I was not an active shooter but had film cameras since the late 50s. I used them on family vacations or holidays, mostly casual snap shots. I got a little more serious Yashica in the late 60s that got more use and a lot more use when I got married in '72 and our daughter was born in late 73. I set up a small darkroom and played with black/white. In 78 I was newly divorced and rewarded myself with a new Canon A1 and several good lenses and my frequent international travels put the camera to good use. I loved that camera, beat it to death but never failed and always worked well. I loaned the whole rig to a GF who was starting photography school including 14 lenses. 3 weeks later she sold it all and that was the end of my photography and GF for a while. Has a couple point and shoots after that.
In the 70s and 80s I took a number of shots in my recording studio which were licensed to the labels for album covers. Casual snap shots, usually with black and white film, low light moody shots of the artist relaxing or discussing something with the producer or a musician. One shot was featured on a large album and my royalties earned enough to buy a vacation home on the beach in Maui. My deal was for a small % based on sales and the label thought, being a first record for the artist that it would be essentially free for them if based on sales instead of a standard royalty deal for incidental images. The first album sold 5 million copies.
In 76 I did an album that also had one of my B/W images on the jacket that had a regular licensing fee because it was an established group but it turned out to be the biggest selling album in history until Michael Jackson's Thriller beat it by 1million unit sales of 50,000,000 copies. In 2001 I retired for the 3rd time and gave everything, everything except 1 house, 1 car and a small storage unit of person items, gave away everything including houses, cars, airplane an a successful business and moved to St Petersburg Russia. It is such a beautiful city, which I had visited first in 1976 it was shame I only had a little Canon point and shoot. A girlfriend talked me into getting a more flexible camera so the next visit back to the US, I stopped by the old neighborhood camera store I used shop in.

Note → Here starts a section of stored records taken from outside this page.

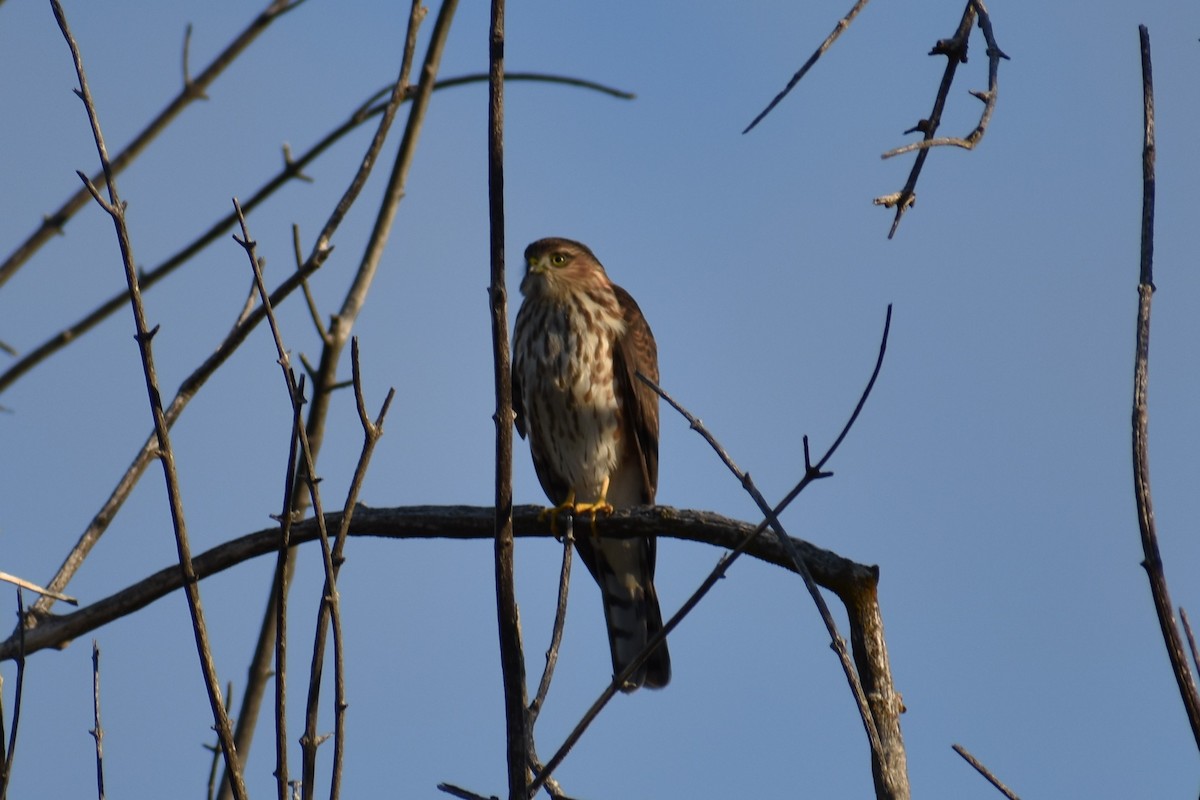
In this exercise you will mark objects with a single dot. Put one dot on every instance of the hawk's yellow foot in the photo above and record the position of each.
(601, 505)
(552, 512)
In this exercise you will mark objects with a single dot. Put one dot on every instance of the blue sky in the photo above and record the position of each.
(989, 476)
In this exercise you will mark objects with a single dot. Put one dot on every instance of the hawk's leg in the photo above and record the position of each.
(565, 505)
(601, 505)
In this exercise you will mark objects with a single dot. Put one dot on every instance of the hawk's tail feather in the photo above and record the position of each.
(633, 619)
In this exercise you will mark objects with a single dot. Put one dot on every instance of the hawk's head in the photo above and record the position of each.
(556, 266)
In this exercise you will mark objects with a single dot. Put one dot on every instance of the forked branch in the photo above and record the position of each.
(955, 52)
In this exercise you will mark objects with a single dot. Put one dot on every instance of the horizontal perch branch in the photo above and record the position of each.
(841, 576)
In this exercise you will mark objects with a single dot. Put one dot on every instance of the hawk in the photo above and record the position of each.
(593, 428)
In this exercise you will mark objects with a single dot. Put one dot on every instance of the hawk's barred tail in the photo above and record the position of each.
(633, 614)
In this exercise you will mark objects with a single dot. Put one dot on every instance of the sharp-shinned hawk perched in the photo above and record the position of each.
(593, 427)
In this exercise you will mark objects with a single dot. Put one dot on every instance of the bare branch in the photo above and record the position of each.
(513, 668)
(955, 52)
(291, 170)
(53, 223)
(843, 24)
(1153, 559)
(829, 570)
(97, 732)
(7, 750)
(556, 635)
(33, 587)
(166, 456)
(895, 781)
(888, 759)
(983, 770)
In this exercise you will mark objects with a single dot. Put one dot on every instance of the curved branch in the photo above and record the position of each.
(955, 52)
(1153, 559)
(293, 169)
(829, 570)
(193, 89)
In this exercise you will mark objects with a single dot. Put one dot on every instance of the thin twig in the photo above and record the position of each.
(465, 794)
(837, 642)
(987, 97)
(813, 471)
(97, 732)
(556, 635)
(115, 209)
(339, 332)
(33, 587)
(955, 52)
(1153, 559)
(843, 24)
(291, 170)
(983, 770)
(216, 749)
(513, 667)
(1192, 638)
(10, 749)
(53, 223)
(306, 469)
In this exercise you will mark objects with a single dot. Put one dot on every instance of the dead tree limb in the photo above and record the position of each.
(1153, 559)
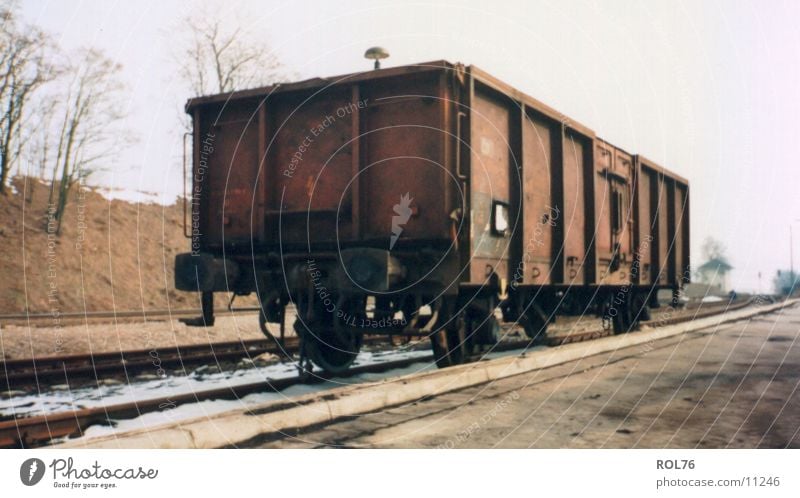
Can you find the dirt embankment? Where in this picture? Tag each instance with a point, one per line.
(110, 254)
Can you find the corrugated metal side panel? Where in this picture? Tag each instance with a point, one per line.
(578, 210)
(308, 166)
(490, 164)
(225, 171)
(540, 214)
(663, 204)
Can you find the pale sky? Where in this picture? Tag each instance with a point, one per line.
(711, 90)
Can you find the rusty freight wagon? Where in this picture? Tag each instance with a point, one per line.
(418, 200)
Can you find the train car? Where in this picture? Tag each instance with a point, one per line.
(418, 200)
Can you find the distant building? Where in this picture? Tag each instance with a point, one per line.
(714, 273)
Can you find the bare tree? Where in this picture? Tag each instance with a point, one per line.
(214, 58)
(85, 133)
(23, 69)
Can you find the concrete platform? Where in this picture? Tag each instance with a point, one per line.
(736, 386)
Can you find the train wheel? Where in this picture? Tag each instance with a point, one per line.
(451, 339)
(534, 323)
(331, 352)
(328, 345)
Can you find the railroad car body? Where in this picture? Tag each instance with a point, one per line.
(417, 200)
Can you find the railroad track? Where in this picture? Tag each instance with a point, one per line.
(69, 369)
(77, 316)
(38, 430)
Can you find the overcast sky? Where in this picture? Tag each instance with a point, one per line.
(709, 89)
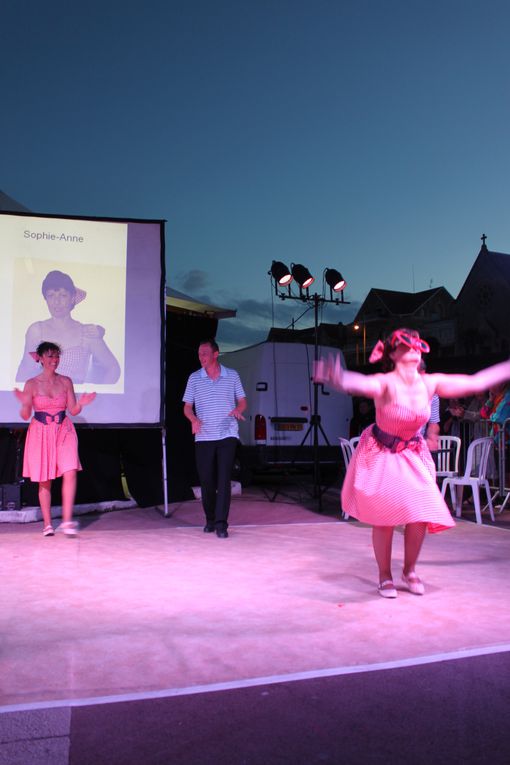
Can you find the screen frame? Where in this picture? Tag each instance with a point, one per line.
(160, 422)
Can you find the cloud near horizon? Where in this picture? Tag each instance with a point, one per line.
(254, 317)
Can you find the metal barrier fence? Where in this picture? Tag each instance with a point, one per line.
(496, 472)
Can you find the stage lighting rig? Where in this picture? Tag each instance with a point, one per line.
(281, 276)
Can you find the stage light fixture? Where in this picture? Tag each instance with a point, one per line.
(335, 280)
(302, 275)
(281, 273)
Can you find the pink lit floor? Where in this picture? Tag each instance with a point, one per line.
(141, 605)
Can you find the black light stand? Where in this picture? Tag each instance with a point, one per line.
(337, 283)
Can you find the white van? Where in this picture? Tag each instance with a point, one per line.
(279, 430)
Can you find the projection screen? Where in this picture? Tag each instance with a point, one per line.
(111, 331)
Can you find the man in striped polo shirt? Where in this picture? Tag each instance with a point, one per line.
(214, 400)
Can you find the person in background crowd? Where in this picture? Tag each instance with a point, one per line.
(390, 480)
(214, 400)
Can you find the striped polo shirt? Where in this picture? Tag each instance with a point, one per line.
(213, 400)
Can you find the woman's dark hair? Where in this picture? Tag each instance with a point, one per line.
(46, 346)
(56, 280)
(389, 347)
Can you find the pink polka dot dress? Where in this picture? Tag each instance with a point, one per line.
(392, 488)
(51, 449)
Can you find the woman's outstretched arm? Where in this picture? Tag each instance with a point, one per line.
(454, 386)
(330, 372)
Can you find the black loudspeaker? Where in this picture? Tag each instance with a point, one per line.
(10, 496)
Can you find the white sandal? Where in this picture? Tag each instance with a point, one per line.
(387, 592)
(413, 583)
(69, 528)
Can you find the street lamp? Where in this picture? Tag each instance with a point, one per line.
(357, 327)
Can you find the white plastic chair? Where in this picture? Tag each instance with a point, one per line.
(448, 455)
(347, 452)
(354, 442)
(474, 476)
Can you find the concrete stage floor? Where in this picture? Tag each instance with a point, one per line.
(142, 606)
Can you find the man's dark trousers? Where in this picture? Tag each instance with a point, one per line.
(215, 460)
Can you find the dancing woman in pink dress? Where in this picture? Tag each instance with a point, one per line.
(51, 447)
(391, 479)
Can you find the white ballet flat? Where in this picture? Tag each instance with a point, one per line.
(387, 592)
(413, 583)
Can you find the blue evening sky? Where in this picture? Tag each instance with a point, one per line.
(366, 135)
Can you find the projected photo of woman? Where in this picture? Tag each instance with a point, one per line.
(85, 355)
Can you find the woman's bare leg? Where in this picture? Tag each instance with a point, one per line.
(413, 539)
(45, 501)
(382, 538)
(68, 495)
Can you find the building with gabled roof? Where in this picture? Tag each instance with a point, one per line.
(482, 308)
(430, 311)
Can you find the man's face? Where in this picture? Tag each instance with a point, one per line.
(206, 355)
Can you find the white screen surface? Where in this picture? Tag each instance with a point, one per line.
(111, 338)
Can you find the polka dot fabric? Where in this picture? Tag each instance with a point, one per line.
(51, 449)
(385, 488)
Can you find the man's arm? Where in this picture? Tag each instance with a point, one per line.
(189, 413)
(239, 409)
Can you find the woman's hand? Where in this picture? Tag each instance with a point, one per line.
(329, 371)
(25, 399)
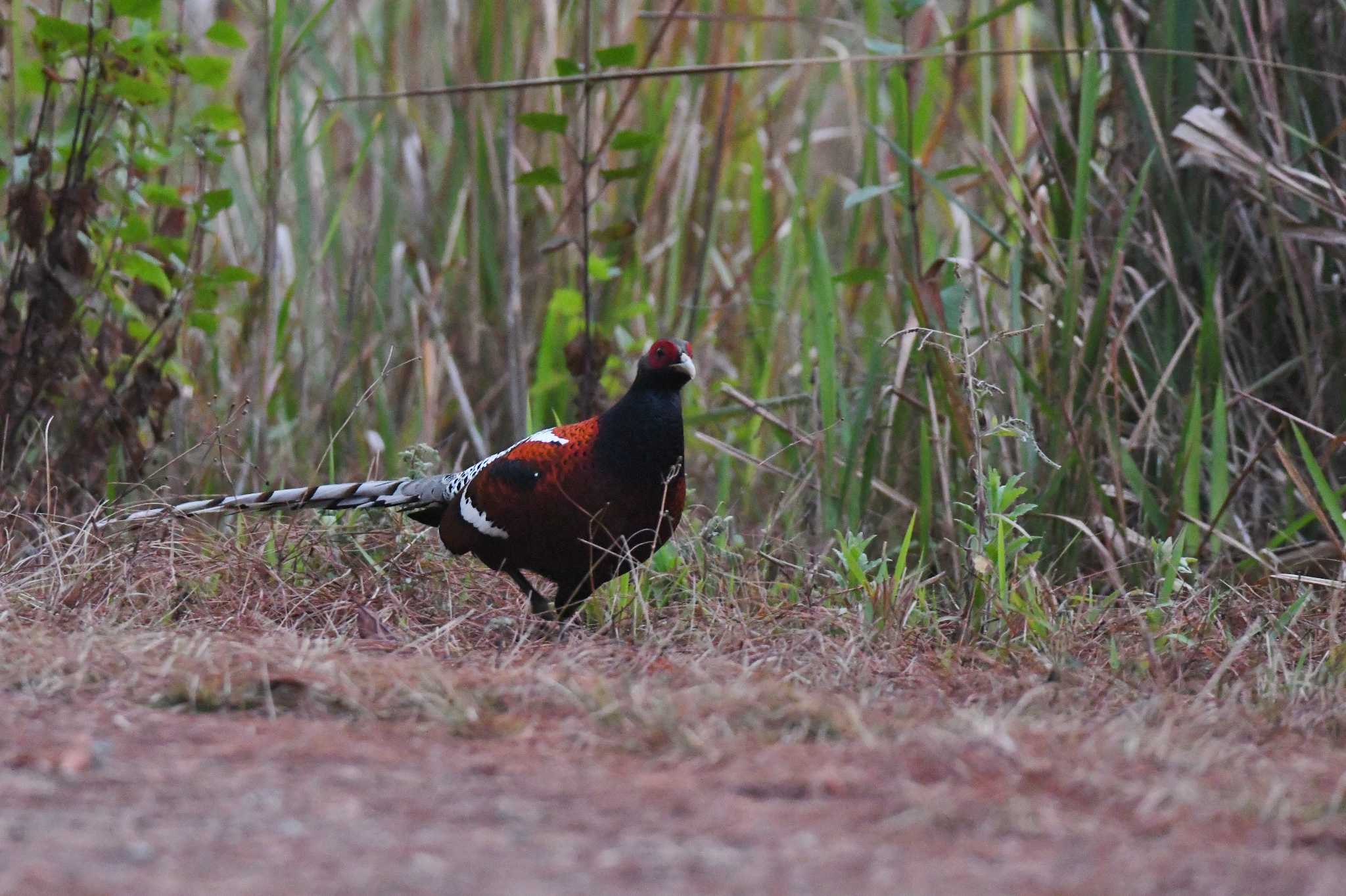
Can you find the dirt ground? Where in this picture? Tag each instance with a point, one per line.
(1151, 795)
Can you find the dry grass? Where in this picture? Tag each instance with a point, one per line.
(700, 689)
(266, 618)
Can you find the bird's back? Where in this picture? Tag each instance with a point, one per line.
(551, 505)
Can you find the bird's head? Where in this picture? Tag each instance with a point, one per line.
(666, 365)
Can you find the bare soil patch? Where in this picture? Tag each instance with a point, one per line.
(956, 779)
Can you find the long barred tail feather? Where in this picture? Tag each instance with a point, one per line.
(400, 494)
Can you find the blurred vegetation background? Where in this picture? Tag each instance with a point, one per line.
(1010, 307)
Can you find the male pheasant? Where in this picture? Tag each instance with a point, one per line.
(576, 505)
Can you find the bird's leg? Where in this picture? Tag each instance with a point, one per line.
(538, 603)
(570, 598)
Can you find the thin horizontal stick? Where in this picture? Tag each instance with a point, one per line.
(676, 72)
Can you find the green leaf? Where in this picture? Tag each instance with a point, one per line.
(632, 141)
(621, 55)
(217, 201)
(542, 177)
(50, 32)
(621, 174)
(210, 72)
(218, 118)
(205, 321)
(142, 93)
(1332, 503)
(135, 229)
(233, 273)
(547, 122)
(883, 47)
(227, 35)
(859, 275)
(142, 267)
(864, 194)
(160, 194)
(147, 10)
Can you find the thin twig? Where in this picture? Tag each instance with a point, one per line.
(711, 190)
(586, 166)
(515, 295)
(765, 65)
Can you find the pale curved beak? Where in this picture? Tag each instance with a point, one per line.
(684, 363)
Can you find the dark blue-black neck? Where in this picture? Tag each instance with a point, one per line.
(641, 436)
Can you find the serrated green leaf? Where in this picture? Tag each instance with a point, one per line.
(540, 177)
(142, 267)
(147, 10)
(632, 141)
(160, 194)
(622, 54)
(210, 72)
(141, 92)
(547, 122)
(60, 34)
(218, 118)
(227, 35)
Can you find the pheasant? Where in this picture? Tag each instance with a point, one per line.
(578, 505)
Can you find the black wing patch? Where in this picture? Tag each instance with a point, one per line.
(520, 475)
(429, 516)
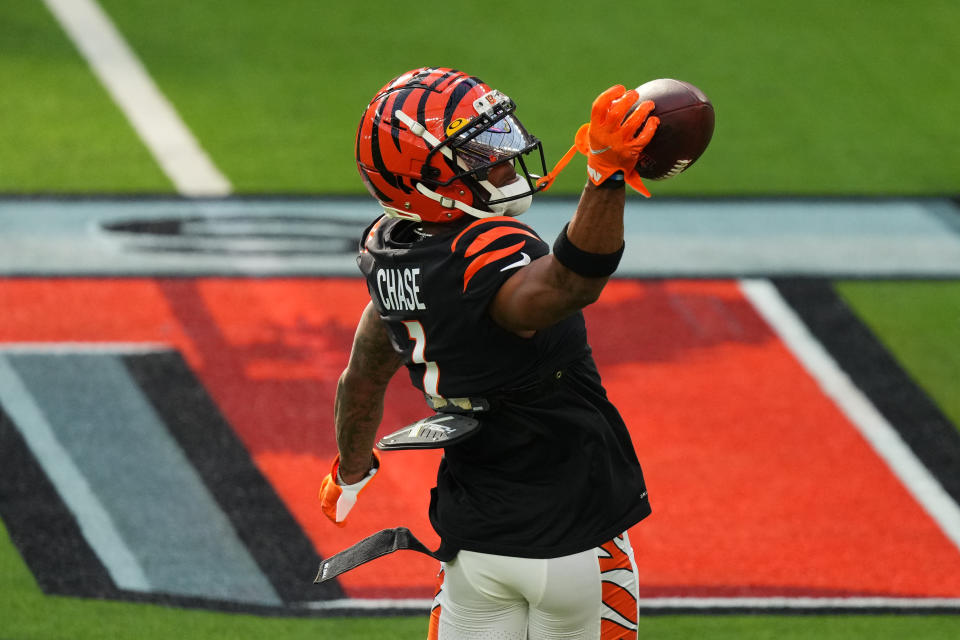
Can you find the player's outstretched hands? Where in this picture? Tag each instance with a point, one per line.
(337, 499)
(612, 143)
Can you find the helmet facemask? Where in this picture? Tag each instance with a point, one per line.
(475, 145)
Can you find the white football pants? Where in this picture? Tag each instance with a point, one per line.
(590, 595)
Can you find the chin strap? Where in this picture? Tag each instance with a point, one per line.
(450, 203)
(546, 181)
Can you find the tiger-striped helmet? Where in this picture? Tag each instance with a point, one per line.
(428, 139)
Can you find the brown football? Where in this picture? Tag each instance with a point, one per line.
(686, 126)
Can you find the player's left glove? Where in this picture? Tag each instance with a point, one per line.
(336, 498)
(612, 140)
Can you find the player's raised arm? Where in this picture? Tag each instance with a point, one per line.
(589, 248)
(358, 409)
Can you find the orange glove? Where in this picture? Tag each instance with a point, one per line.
(613, 144)
(336, 499)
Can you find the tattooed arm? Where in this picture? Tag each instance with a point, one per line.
(358, 408)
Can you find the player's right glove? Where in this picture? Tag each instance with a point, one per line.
(610, 142)
(336, 499)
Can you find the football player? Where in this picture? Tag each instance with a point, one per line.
(533, 508)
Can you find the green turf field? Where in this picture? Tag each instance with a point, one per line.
(27, 615)
(826, 97)
(819, 97)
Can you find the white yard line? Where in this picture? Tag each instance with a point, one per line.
(94, 520)
(153, 117)
(858, 409)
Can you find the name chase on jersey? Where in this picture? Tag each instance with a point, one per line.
(399, 289)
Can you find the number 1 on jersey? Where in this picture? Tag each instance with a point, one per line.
(431, 377)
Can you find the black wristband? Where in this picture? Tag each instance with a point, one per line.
(584, 263)
(615, 181)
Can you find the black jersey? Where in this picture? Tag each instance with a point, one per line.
(553, 470)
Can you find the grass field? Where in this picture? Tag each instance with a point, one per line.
(819, 98)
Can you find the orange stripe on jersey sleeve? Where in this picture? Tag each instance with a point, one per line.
(453, 245)
(485, 259)
(484, 239)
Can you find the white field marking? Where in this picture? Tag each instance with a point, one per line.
(858, 409)
(151, 114)
(94, 520)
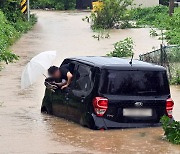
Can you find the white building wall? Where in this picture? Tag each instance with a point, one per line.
(146, 3)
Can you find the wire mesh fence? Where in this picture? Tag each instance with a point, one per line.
(167, 56)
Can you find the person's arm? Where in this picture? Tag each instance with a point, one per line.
(69, 78)
(61, 84)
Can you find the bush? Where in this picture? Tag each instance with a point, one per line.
(172, 129)
(56, 4)
(158, 17)
(112, 13)
(122, 48)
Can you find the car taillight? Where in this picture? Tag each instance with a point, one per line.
(169, 107)
(100, 105)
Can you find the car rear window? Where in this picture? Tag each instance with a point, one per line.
(134, 83)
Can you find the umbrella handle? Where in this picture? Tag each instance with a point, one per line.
(44, 76)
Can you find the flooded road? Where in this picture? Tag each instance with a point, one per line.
(25, 130)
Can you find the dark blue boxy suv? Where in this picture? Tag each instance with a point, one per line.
(108, 92)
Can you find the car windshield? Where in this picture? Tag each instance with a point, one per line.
(134, 83)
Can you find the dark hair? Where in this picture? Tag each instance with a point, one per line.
(52, 70)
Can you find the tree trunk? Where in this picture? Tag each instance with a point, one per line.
(171, 7)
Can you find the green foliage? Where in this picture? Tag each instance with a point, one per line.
(111, 14)
(158, 17)
(13, 24)
(56, 4)
(122, 48)
(172, 129)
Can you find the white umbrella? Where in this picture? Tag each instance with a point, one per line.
(36, 67)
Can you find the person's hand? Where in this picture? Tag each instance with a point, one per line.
(65, 86)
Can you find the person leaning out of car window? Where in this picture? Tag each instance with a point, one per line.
(61, 74)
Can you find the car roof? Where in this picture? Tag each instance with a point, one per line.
(118, 63)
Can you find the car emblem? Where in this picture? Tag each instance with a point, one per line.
(138, 104)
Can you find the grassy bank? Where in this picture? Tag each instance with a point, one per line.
(158, 17)
(171, 129)
(13, 24)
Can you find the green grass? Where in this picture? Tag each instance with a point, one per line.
(171, 129)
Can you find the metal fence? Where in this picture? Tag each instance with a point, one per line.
(167, 56)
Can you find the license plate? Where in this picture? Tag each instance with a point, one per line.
(137, 112)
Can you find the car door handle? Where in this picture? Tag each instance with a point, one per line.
(67, 98)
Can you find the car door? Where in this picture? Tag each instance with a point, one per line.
(59, 97)
(80, 91)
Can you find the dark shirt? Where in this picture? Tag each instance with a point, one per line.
(64, 70)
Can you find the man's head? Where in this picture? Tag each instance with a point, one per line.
(54, 72)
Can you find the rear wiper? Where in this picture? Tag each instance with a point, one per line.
(145, 92)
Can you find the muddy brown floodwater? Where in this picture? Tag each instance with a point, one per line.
(23, 129)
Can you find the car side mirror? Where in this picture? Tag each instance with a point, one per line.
(66, 90)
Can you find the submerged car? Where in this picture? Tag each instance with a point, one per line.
(109, 92)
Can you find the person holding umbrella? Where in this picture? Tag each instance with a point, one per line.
(62, 75)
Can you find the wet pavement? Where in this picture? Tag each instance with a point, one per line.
(25, 130)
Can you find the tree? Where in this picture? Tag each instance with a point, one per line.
(171, 7)
(111, 13)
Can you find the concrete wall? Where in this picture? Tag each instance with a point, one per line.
(146, 3)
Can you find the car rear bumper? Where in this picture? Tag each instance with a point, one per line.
(101, 122)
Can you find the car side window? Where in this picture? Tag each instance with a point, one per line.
(83, 78)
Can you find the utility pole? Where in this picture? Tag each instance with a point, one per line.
(171, 7)
(28, 10)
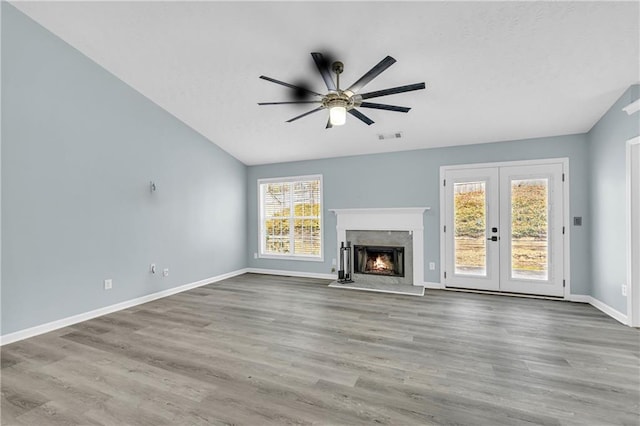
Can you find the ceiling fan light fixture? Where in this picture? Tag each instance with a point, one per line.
(337, 115)
(337, 112)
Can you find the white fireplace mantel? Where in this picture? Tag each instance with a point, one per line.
(387, 219)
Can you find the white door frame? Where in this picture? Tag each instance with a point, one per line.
(633, 232)
(566, 213)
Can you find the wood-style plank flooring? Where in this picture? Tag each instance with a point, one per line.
(260, 350)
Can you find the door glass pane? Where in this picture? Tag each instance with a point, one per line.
(529, 229)
(470, 228)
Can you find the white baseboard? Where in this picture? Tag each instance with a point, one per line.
(580, 298)
(65, 322)
(292, 273)
(433, 286)
(613, 313)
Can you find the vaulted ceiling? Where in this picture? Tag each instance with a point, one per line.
(494, 70)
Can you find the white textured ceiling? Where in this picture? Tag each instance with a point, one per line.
(494, 71)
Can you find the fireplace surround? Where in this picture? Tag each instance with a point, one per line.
(378, 260)
(408, 220)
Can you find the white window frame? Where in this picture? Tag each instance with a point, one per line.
(261, 219)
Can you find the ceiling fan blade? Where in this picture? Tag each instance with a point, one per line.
(291, 86)
(322, 65)
(361, 116)
(371, 74)
(289, 102)
(384, 106)
(393, 90)
(305, 114)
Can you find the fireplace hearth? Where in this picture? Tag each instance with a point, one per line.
(378, 260)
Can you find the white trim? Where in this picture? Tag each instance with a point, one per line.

The salesgirl showed me the Canon models that fit my desired price range and the spec choice was the 450D but as soon as it was in my hand I was disappointed, it felt like a plastic toy. The girl said there was a similar camera that just came out by Nikon that she said would feel better but she did not want to show me because it was twice as much. I felt the new model, a D90 and it fit perfectly in my hand and seemed logically laid out. I bought it, a SB800, a Lowepro backpack, and 1 50 1.4 lens and blew 3 times my budget. I took to it right away and shot every day, carried it with me everywhere, added a 70-200 2.8vr and 17-55 2.8 and a 10-20 3.5 Sigma. Kept adding lenses and built home made studio strobes, and had a ball. Now I shoot less because the D800 and kit is to heavy to carry everywhere, but do events, weddings, portraiture, dance clubs, theater, ballet and architecture. Currently have the D90, with over 130k frames, D7000 and D800 and might add a D500 this summer. I don't need it, in fact any of my cameras would do fine. But I want one.
In the 70s and 80s I took a number of shots in my recording studio which were licensed to the labels for album covers. Casual snap shots, usually with black and white film, low light moody shots of the artist relaxing or discussing something with the producer or a musician. One shot was featured on a large album and my royalties earned enough to buy a vacation home on the beach in Maui. My deal was for a small % based on sales and the label thought, being a first record for the artist that it would be essentially free for them if based on sales instead of a standard royalty deal for incidental images. The first album sold 5 million copies.
In 76 I did an album that also had one of my B/W images on the jacket that had a regular licensing fee because it was an established group but it turned out to be the biggest selling album in history until Michael Jackson's Thriller beat it by 1million unit sales of 50,000,000 copies. In 2001 I retired for the 3rd time and gave everything, everything except 1 house, 1 car and a small storage unit of person items, gave away everything including houses, cars, airplane an a successful business and moved to St Petersburg Russia. It is such a beautiful city, which I had visited first in 1976 it was shame I only had a little Canon point and shoot. A girlfriend talked me into getting a more flexible camera so the next visit back to the US, I stopped by the old neighborhood camera store I used shop in.
The salesgirl showed me the Canon models that fit my desired price range and the spec choice was the 450D but as soon as it was in my hand I was disappointed, it felt like a plastic toy. The girl said there was a similar camera that just came out by Nikon that she said would feel better but she did not want to show me because it was twice as much. I felt the new model, a D90 and it fit perfectly in my hand and seemed logically laid out. I bought it, a SB800, a Lowepro backpack, and 1 50 1.4 lens and blew 3 times my budget. I took to it right away and shot every day, carried it with me everywhere, added a 70-200 2.8vr and 17-55 2.8 and a 10-20 3.5 Sigma. Kept adding lenses and built home made studio strobes, and had a ball. Now I shoot less because the D800 and kit is to heavy to carry everywhere, but do events, weddings, portraiture, dance clubs, theater, ballet and architecture. Currently have the D90, with over 130k frames, D7000 and D800 and might add a D500 this summer. I don't need it, in fact any of my cameras would do fine. But I want one.